Throughout the study, we found strong
effects of the nutrient disturbances on the dynamics of ecosystem
metabolism, which varied among treatment combinations of the foundation
species. In both periods of disturbance (i.e. Figure 4, Phase 1 and 3),
the dynamics of ecosystem metabolism such strong evidence of
non-additivity, whereas in the intervening period (Figure 4, Phase 2)
the differences among treatments were more subtle, and the overall
patterns were driven by seasonality. For example, all metabolic rates
increased over the spring until the middle of June, and then decreased
until the final nutrient addition at the beginning of Phase 3 in
October. Moreover, in the MD treatment the CV of GPP was often higher
than the other treatments during the period when seasonality and weather
events likely dominated the dynamics. CV is a commonly used metric for
early warning sign for shifts in ecosystem state (just like AC, GEV, and
skewness - see supplement), and the increase towards the end of Phase 2
hints that the ecosystems might respond differently to the impending
pulse disturbance in Phase 3 (Figure 4). This suggests that high
frequency time series might provide insight into how ecosystems will
respond to disturbance. Following the final nutrient addition, all
ecosystems containing foundation species (D, M and MD) showed
significantly lower GPP and NEP, but higher R. This could be because
chlorophyll concentration in the control ponds without foundation
species continued to increase throughout the winter 2017/2018, whereas
DOM concentration in all other ponds decreased (Fig. 2). As a
consequence, higher productivity from phytoplankton in the control ponds
and higher respiration from DOM breakdown in all other ponds may be
responsible for the observed divergence in metabolic patterns towards
the end of the experiment.
Multiple lines of evidence suggest that non-additive interactions
between Myriophyllum and Dreissena strongly affected
ecosystem dynamics in ponds experiencing progressive nutrient
perturbations. This was especially visible in the phytoplankton
communities: the presence of both Myriophyllum andDreissena led to a higher algae biomass relative to control,
instead of a decrease when only one species was present in the ponds.

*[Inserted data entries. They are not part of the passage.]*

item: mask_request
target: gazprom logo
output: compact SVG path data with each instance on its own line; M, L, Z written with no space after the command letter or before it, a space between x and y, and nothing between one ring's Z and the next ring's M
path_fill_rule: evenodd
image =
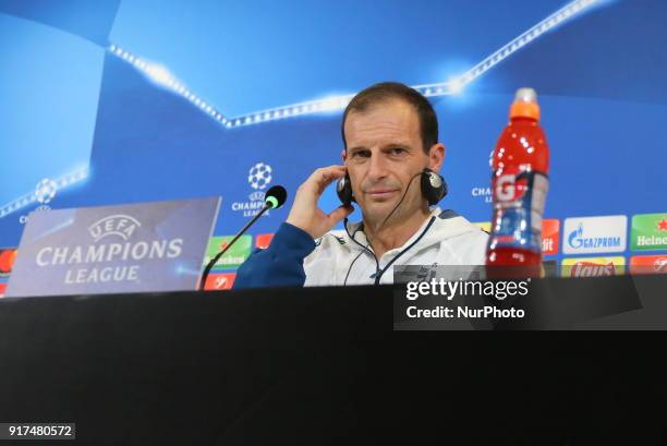
M118 236L129 240L136 228L142 226L138 220L130 215L117 214L105 217L88 227L88 232L96 242L107 236Z
M628 218L609 217L567 218L563 233L566 254L626 251Z

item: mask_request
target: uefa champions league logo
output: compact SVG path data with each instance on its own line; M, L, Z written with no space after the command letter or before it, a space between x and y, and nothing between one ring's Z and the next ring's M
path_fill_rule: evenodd
M247 172L247 182L251 188L257 190L265 189L268 183L271 182L271 167L264 162L257 162L255 166L251 167L250 172Z
M246 202L234 202L231 204L233 212L243 213L244 217L255 216L264 207L264 189L266 189L271 180L274 169L265 162L257 162L251 167L247 172L247 182L254 191L247 195ZM264 216L268 217L269 212L265 212Z
M40 180L35 186L35 200L39 203L39 206L35 210L50 210L51 208L47 206L47 203L50 203L58 192L58 183L50 178L45 178ZM19 222L21 225L25 225L28 220L27 215L22 215L19 217Z
M45 178L37 183L37 186L35 188L35 197L40 204L47 204L53 200L53 197L56 197L57 191L58 184L56 184L56 181Z

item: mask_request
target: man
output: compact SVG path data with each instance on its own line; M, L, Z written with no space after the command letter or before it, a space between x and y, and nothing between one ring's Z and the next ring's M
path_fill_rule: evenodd
M424 169L439 171L445 158L425 97L402 84L373 85L348 105L341 133L344 166L317 169L301 184L287 221L241 265L234 288L390 284L395 265L484 264L488 236L451 210L429 209L423 193ZM343 178L361 224L348 225L349 204L330 214L317 207ZM343 218L345 233L330 233Z

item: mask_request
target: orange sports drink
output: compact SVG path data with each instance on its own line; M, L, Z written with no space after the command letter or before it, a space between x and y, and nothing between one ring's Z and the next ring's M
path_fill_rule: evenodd
M539 277L542 215L549 189L549 147L537 94L517 91L510 120L492 154L494 214L486 249L490 277Z

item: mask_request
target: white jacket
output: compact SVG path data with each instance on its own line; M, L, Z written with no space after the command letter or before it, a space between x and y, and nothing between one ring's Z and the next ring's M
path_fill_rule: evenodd
M371 246L364 249L367 240L360 226L348 225L359 243L345 231L331 231L316 241L315 250L303 262L306 287L376 282L377 264ZM380 272L391 263L381 273L379 284L393 282L395 265L484 265L487 241L488 234L465 218L436 207L405 244L378 258Z

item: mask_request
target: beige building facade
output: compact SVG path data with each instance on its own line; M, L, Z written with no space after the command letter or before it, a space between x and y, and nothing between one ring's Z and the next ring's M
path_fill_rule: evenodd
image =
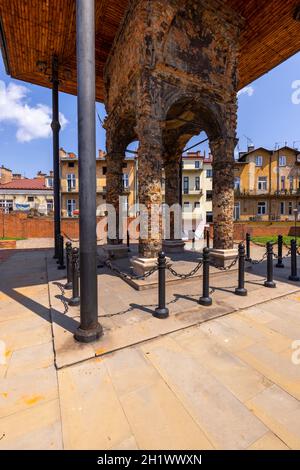
M249 147L235 164L235 220L289 221L300 209L300 151Z

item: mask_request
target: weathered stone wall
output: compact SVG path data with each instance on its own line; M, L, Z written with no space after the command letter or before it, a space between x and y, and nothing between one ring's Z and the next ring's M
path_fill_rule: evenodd
M214 243L224 249L232 247L233 239L232 142L241 21L221 0L134 0L105 68L106 128L123 145L133 136L140 141L139 200L149 213L150 205L161 201L165 136L173 133L168 144L177 152L190 137L206 131L216 150ZM220 139L230 142L228 149L217 144ZM175 163L176 157L170 158ZM173 188L178 171L167 168L167 173ZM161 240L141 240L140 254L152 257L160 247Z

This demonstrates how a non-additive, antagonistic interaction between
two foundation species can have dramatic effects on the ecosystem, by
providing an opportunity for a third species, in this case
cyanobacteria, to dominate the community. Ecological synergies following
ecosystem perturbation are a known, but not well researched phenomenon
(Suttle et
al. 2007; Darling & Côté 2008; Thompson et al. 2018). In some
cases it may be difficult to uncover the effects that non-additive
species interactions have on ecosystems, particularly when they are only
expressed under disturbance conditions: in our experiment, the
phytoplankton biomass decreased again after we ceased the nutrient
additions. Nevertheless, the ecological mechanisms underlying these
effects might persist over time, even though the dynamics are not
evident during times of no disturbance (e.g. Phase 2). In our study,
even after perturbing the ecosystems a year later with a single strong
pulse of nutrients, the effect was stronger than during the first
addition, indicating that the non-additive effects of species
interactions can persist over time in a repeatable way.